A APB se comprometeu a aprimorar os aspectos criticados e declarou que as demandas e críticas recebidas nortearão a construção de uma próxima edição mais plural. Durante o painel “Plantas Professoras e Povos Indígenas”, a bióloga Guarani Kaiowá, Kellen Natalice Vilharva, destacou a importância da empatia com os povos originários, corrigindo o uso do termo “índio” no evento. Ela compartilhou sua pesquisa e evidenciou a resistência enfrentada pela tradição de seu povo no uso de plantas como o cedro rosa no meio acadêmico.
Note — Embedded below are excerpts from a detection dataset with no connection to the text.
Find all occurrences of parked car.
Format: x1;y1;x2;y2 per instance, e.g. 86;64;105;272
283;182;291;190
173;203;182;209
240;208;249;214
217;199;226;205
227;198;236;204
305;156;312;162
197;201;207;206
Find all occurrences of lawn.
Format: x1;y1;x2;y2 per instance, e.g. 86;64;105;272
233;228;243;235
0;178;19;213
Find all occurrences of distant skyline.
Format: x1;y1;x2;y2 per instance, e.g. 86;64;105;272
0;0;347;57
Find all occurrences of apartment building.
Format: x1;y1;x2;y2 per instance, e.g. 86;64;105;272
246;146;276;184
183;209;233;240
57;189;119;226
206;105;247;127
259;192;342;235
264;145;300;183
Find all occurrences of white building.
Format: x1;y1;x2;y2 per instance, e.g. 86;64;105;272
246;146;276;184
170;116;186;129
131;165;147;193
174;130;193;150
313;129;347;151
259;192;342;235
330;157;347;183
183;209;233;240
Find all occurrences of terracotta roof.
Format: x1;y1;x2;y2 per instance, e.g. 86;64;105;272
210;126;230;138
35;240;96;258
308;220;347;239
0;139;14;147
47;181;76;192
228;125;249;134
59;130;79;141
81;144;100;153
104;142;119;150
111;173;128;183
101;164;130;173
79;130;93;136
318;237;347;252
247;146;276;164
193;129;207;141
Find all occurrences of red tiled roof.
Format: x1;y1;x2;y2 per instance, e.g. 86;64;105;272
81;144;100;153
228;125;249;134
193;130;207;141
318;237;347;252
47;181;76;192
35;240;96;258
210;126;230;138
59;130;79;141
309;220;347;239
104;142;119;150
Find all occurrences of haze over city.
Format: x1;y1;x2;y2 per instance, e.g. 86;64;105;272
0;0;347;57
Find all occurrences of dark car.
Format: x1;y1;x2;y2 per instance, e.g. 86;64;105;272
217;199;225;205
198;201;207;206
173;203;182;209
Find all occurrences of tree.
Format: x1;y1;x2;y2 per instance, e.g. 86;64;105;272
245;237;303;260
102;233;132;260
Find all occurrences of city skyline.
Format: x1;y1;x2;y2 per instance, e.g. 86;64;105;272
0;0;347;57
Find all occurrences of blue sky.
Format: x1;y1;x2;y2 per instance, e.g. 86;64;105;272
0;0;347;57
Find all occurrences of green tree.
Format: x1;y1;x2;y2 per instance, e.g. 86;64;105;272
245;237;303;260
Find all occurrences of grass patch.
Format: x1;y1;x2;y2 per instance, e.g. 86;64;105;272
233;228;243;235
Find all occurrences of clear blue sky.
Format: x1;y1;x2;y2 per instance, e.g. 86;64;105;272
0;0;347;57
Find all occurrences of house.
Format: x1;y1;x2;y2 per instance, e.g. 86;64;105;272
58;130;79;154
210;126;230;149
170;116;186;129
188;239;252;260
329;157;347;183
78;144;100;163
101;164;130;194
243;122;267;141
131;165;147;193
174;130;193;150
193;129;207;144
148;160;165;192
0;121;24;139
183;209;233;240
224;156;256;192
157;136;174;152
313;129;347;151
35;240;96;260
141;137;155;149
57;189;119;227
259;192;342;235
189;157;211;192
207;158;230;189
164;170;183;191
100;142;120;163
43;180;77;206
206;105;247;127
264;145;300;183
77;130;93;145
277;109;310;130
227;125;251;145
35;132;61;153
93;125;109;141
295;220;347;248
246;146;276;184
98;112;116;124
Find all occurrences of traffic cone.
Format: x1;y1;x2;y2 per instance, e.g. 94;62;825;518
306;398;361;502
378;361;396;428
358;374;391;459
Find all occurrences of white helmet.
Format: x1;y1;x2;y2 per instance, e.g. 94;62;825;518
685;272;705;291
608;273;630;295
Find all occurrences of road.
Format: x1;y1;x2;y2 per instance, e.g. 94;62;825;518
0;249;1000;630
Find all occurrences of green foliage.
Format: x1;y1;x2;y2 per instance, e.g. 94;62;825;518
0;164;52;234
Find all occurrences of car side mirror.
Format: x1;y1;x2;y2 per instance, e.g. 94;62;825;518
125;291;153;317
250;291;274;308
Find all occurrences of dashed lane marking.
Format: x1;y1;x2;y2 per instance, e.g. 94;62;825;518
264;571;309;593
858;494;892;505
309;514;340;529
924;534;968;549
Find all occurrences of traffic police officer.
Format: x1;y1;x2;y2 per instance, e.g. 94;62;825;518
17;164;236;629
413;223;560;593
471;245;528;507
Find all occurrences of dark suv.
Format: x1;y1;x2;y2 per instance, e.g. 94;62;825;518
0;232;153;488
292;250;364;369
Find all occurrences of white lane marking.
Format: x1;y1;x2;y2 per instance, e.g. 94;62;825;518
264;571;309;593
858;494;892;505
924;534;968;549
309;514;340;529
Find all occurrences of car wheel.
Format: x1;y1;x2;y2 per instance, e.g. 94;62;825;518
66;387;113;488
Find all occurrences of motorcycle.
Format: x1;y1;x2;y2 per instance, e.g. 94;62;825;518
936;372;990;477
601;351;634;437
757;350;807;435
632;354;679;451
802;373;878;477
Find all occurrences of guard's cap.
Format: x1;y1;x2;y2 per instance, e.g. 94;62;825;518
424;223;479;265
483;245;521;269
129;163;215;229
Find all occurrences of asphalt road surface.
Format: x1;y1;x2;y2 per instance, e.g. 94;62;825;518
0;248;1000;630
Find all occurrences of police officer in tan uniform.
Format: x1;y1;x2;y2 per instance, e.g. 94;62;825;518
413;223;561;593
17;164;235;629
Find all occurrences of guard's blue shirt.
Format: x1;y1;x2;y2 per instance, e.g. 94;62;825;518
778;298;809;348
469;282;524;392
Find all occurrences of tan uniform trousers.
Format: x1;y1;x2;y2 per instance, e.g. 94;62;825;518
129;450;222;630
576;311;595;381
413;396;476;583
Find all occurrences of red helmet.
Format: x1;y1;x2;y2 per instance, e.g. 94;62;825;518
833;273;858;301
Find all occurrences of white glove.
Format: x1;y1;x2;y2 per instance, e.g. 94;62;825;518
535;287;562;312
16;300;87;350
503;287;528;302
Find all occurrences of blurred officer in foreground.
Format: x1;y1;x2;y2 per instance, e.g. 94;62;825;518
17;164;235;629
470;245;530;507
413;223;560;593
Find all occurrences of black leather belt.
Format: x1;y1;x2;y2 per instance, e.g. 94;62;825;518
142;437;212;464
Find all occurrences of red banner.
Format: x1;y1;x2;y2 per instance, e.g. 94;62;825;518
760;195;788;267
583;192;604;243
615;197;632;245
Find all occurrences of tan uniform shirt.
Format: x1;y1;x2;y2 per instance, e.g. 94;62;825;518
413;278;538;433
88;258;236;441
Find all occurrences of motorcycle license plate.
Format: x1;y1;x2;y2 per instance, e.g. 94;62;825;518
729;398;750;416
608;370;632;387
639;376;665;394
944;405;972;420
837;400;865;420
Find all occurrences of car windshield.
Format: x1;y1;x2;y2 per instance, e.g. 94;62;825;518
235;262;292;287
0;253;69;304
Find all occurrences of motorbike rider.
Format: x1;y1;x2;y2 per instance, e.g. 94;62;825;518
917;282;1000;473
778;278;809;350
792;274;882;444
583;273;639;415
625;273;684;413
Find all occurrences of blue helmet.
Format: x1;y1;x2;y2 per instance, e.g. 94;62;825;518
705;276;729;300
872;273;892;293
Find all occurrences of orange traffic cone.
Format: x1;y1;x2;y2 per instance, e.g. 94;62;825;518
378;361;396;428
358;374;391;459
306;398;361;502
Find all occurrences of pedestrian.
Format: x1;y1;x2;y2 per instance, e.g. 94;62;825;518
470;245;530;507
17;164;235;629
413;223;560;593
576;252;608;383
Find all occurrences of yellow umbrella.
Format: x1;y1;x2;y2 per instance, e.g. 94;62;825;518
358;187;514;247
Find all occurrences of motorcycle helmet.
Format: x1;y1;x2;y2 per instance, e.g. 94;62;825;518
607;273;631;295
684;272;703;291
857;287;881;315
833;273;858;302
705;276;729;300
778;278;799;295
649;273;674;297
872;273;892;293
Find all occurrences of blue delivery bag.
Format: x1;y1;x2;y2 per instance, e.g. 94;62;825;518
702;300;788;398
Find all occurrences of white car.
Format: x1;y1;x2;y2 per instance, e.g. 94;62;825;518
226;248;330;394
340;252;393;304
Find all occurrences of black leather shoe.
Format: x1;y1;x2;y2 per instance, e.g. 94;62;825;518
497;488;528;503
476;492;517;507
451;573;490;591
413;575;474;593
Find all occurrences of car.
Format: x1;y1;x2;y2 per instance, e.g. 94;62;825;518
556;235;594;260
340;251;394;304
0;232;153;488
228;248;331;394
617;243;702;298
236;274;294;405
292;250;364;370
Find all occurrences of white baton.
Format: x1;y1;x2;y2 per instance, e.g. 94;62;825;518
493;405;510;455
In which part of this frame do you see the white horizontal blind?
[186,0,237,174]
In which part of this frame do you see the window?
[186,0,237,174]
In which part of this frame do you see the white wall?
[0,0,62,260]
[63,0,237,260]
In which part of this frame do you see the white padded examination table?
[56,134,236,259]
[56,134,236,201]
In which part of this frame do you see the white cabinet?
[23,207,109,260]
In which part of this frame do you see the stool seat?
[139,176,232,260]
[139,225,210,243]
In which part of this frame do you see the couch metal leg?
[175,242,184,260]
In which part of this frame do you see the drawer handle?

O congresso, que reuniu cerca de 600 pessoas, teve o apoio de diversas universidades e conselhos regionais de psicologia, além da presença de associações e ONGs, como o Instituto Chacruna, a Rede Reforma e a Scirama. Diversas instituições renomadas estiveram presentes, incluindo a UFRJ, PUC-Rio, Unifesp, Unicamp e UFG. O evento contou com a participação da revista Psicodelicamente em duas mesas de debate.
Para captar a percepção dos participantes, a Psicodelicamente entrevistou alguns presentes. A advogada Bettina Maciel, da Planta Madre, apontou dificuldades no primeiro dia do congresso, especialmente em relação à recepção e ao prédio do auditório principal. No entanto, ela reconheceu melhorias na organização ao longo do evento. Já Rebeca Lima, estudante de psicologia, enxergou o congresso como uma porta de entrada para uma área de interesse, despertando uma nova visão e a vontade de aprofundar o conhecimento sobre as plantas de poder e seus contextos.
A jornalista Carolina Apple, colunista de psicodelia do Brasil de Fato, elogiou o evento e concordou com algumas críticas, evidenciando a necessidade de reflexão levantada pelo psicólogo Max Nunes. Em uma postagem crítica, Nunes questionou o papel da APB no processo de expansão dos psicodélicos no Brasil, instigando a reflexão sobre como a associação gostaria de ser lembrada.